We interviewed Natio skincare educator, Christina Schroder about the rising interest in skincare from tweens, and how parents and carers can best guide a healthy approach to building a skincare routine for their tween or teen.
As long as I can remember I have loved make up, skincare and fragrance. When I was almost 15 I got my first job and one of the first things I purchased my first eyeshadow – a beautiful lilac shade filled with silver glitter; it was so precious to me that I never used it and still have it to this day. Seeing my mum do her morning routine, taking care to apply her skincare and then makeup and never leaving the house without a spray - or 5 - of her favourite perfume, the ritual of beauty was a symbol of femininity, status and selfcare.
At 12 I started to develop cystic acne and my mum purchased products from a very reputable and expensive brand that left my skin dehydrated, irritated and sensitive. I followed the recommendations of the skincare consultant, however I now know these products shouldn’t have made it into my hands as they were active and aggressive in nature. Fast forward to 18 and I was still searching for answers, I was doing so much to try improve my skin and in hindsight, I was doing too much.
After school I became a Beauty Therapist and it was only then I really learnt how to work with my skin and not against it. There is a difference between sensitive & sensitised skin and the differences between skin types and skin conditions. Since the explosion of social media (queue TikTok trends and kid influencers) I have become very aware that I need to educate my kids about their bodies, and skin and body care is definitely part of that. Yes they’re very young, but I’m getting in early and sharing messages about embracing our differences, body positivity and just because something is a trend doesn’t mean it’s right for you, are key messages in our household.
What is the ideal skin routine for a young tween?
This really depends on your child and their skin type or skin concern, but most tweens don’t need an extensive routine. If it’s the occasional hormonal breakout, then a spot treatment would be fine, like the Clear Quick Fix Spot Treatment - however you need to make sure it’s only going on the pimple and not outside of that area, as it could dry out the skin quite a lot, leaving it flaky or irritated.
If you feel like it’s the right time for your tween to start with a routine then I would be going for simple skincare with gentle ingredients. The Natio Calm range is a great place to start. It has a cleanser and day lotion, and if you really wanted to then you could add the night cream and eye cream – not because they have wrinkles, but purely based on the ingredients in eye creams being targeted for the delicate skin around the eyes. I would absolutely be adding the Kids Everyday Sensitive Sunscreen SPF 50+ to my child’s routine as this will be the best way to protect their delicate skin – this can be used on face and body, however SPF products shouldn’t be used at night and should be removed with a gentle cleanser.
If your teen has very oily or problematic skin (on a large area of skin on their face, more than just the occasional pimple) then they could try the Clear Oil Control Foaming Cleanser and Clear Shine Control Face Moisturiser. Do note though, the key to managing oil production is to make sure the skin is clean and balanced, not dehydrated, dry or tight.

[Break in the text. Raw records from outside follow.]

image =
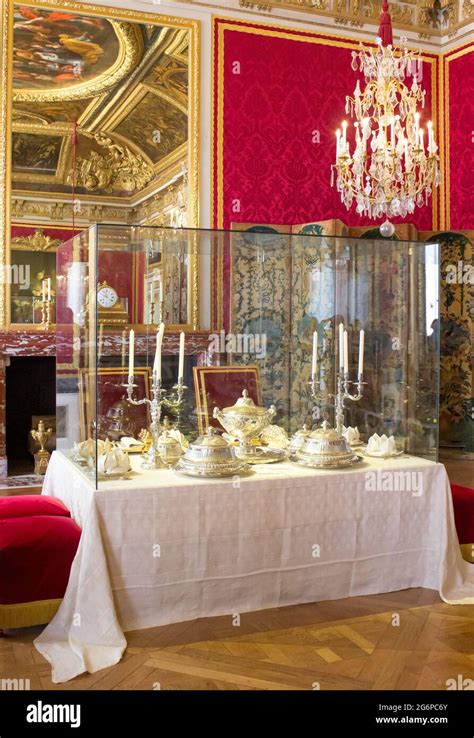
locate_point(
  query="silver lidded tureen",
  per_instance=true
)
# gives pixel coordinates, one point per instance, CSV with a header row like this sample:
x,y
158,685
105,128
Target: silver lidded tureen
x,y
211,456
245,421
325,448
297,439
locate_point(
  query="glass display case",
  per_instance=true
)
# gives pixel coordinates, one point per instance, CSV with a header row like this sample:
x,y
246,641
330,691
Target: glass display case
x,y
330,331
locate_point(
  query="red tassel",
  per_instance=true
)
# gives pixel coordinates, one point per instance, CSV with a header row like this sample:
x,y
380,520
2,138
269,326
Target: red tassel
x,y
385,27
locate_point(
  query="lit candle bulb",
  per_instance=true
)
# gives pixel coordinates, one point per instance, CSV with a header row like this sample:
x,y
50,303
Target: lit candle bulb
x,y
417,124
344,134
181,358
131,354
315,355
346,353
430,138
341,347
157,361
361,351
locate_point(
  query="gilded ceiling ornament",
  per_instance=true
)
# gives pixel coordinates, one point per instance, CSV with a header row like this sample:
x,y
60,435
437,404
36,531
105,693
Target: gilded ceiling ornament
x,y
119,169
37,241
468,8
437,13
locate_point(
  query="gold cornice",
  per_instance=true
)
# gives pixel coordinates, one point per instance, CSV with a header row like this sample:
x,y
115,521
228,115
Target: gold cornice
x,y
130,52
353,13
59,209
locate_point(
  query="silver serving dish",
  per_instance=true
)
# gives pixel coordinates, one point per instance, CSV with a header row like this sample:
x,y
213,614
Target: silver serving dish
x,y
325,448
297,439
169,448
245,420
211,456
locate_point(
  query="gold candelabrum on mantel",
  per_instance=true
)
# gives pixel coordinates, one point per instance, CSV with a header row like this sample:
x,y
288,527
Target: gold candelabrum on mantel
x,y
41,436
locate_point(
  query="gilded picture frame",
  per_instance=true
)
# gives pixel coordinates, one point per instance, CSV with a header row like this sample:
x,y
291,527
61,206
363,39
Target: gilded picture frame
x,y
117,16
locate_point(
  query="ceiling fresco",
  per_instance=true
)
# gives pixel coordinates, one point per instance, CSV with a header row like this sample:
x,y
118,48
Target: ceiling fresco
x,y
125,85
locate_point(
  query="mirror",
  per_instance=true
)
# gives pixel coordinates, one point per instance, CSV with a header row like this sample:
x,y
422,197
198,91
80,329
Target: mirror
x,y
102,129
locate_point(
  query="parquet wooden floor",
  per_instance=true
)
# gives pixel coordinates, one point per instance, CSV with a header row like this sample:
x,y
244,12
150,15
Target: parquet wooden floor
x,y
353,643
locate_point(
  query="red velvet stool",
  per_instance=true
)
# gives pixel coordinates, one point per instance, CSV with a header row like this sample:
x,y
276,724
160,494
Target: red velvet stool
x,y
463,503
38,542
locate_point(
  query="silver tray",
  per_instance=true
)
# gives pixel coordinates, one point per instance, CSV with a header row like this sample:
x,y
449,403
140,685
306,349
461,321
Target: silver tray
x,y
208,473
313,463
264,455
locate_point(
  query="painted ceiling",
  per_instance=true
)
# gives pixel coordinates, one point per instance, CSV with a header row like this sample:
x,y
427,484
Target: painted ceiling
x,y
124,84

This tightness will impair the skin barrier and the skin will then overcompensate and produce more oil.
What ingredients should tweens avoid?
Definitely stay away from most actives such as Retinol/ Vitamin A, Niacinamide, Vitamin C, BHAs, AHAs including Glycolic Acid, Lactic Acid, Mandelic Acid, as well as Azelaic Acid and Benzoyl Peroxide, just to name a few. Salicylic Acid does feature in the the Quick Fix Spot Treatment hence why we advise to use sparingly and only directly onto the spot.
What are the potential ramifications of misusing skincare as a tween?

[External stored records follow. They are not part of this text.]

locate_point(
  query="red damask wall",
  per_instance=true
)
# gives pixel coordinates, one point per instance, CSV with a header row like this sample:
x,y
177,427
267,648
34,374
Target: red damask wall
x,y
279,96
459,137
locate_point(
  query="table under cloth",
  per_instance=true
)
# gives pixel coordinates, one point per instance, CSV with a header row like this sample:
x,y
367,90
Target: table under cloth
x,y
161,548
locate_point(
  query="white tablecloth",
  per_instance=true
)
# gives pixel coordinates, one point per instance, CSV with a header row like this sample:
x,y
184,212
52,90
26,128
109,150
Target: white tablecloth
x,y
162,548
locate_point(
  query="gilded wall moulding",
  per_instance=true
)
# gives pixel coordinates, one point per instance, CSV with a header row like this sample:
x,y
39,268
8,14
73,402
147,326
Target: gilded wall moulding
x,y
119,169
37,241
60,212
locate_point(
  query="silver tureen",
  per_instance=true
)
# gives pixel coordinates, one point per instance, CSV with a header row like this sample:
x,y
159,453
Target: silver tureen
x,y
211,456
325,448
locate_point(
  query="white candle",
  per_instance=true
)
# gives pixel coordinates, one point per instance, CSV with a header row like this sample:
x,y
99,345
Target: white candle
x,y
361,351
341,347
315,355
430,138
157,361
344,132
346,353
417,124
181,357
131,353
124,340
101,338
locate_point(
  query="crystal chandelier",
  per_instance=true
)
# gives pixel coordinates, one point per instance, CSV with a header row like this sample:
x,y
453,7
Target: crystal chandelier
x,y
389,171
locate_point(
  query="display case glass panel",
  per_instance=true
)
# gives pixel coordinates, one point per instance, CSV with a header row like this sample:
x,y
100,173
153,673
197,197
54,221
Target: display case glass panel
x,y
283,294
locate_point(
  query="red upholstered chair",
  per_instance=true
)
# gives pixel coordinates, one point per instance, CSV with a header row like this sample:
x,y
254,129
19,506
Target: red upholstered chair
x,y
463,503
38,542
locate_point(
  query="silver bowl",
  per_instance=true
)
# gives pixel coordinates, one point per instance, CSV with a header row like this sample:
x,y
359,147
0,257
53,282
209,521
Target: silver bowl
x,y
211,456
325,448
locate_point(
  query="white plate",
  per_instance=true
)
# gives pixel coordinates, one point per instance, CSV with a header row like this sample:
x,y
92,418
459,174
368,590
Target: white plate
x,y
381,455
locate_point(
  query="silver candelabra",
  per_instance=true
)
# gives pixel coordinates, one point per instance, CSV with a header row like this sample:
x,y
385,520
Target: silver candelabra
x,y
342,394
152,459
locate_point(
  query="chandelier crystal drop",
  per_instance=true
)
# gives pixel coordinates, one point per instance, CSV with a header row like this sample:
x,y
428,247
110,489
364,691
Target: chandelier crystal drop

Stripping the skin with aggressive products will lead to an impaired skin barrier, this makes the skin red, irritated and sensitised. It will also strip vital oils from the skin and the removal of all oils will dehydrate skin, making your tween’s skin produce more oil to make itself feel comfortable and become even more oily – it’s a vicious cycle. It’s also important to note that if you choose to use an exfoliant, something very gentle like the Gentle Facial Scrub would be ideal if it’s gently massaged onto a damp skin once a week or fortnight– try to remove this with tepid water, rather than hot or cold, as this can also stress the skin.
At what age should you start adding treatments and active ingredients to a skincare routine?
A gentle scrub can be used every so often if and when needed from early teen years. I would leave actives and most other treatments until at least early to mid-twenties.
What is an appropriate gift to give a tween beauty devotee?
Natio has some beautiful kids packs containing body and hair care for toddlers through to tweens. Another great choice could be a basic routine (cleanser, moisturiser and spot treatment) as well as a kids SPF 50+ and a lip gloss or nail polish nail polish for some fun.